Prior to administering warfarin to a client with a history of atrial fibrillation, what lab result should the nurse review?
- A. White blood cell count.
- B. Prothrombin time (PT) and International Normalized Ratio (INR).
- C. Hemoglobin and hematocrit.
- D. Blood urea nitrogen (BUN) and creatinine.
Correct Answer: B
Rationale: The correct answer is B: Prothrombin time (PT) and International Normalized Ratio (INR). These lab values are crucial for monitoring the effectiveness of warfarin, an anticoagulant medication. PT measures the time it takes for blood to clot, while INR standardizes these results. Ensuring the client's PT/INR levels are within the therapeutic range is essential to prevent clotting or excessive bleeding. Choices A, C, and D are incorrect as they are not directly related to monitoring warfarin therapy in a client with atrial fibrillation.
A client with rheumatoid arthritis has just been prescribed methotrexate. What teaching should the nurse include?
- A. Take the medication on an empty stomach.
- B. Report any signs of infection, such as a sore throat.
- C. Take folic acid supplements to prevent anemia.
- D. Use sunscreen to prevent photosensitivity.
Correct Answer: D
Rationale: The correct answer is D: 'Use sunscreen to prevent photosensitivity.' Methotrexate increases photosensitivity, so clients should be advised to use sunscreen to protect their skin from sun exposure. Choice A is incorrect because methotrexate is usually taken with food to reduce gastrointestinal side effects. Choice B may be important but is not specific to methotrexate therapy. Choice C is also important, but the primary reason for folic acid supplementation with methotrexate is to reduce the risk of certain side effects like anemia rather than preventing anemia itself.

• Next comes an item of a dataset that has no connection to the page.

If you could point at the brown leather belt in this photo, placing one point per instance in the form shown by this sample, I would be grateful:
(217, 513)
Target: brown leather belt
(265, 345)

The nurse is assessing a client with a new diagnosis of hyperthyroidism. Which assessment finding should the nurse expect?
- A. Decreased heart rate
- B. Increased appetite
- C. Cold intolerance
- D. Weight gain
Correct Answer: B
Rationale: In hyperthyroidism, there is an increase in metabolism, leading to symptoms such as increased appetite, weight loss, and heat intolerance. Therefore, the nurse should expect an increased appetite in a client with hyperthyroidism. Choices A, C, and D are incorrect because decreased heart rate and cold intolerance are more commonly associated with hypothyroidism, while weight gain is not typically seen in hyperthyroidism.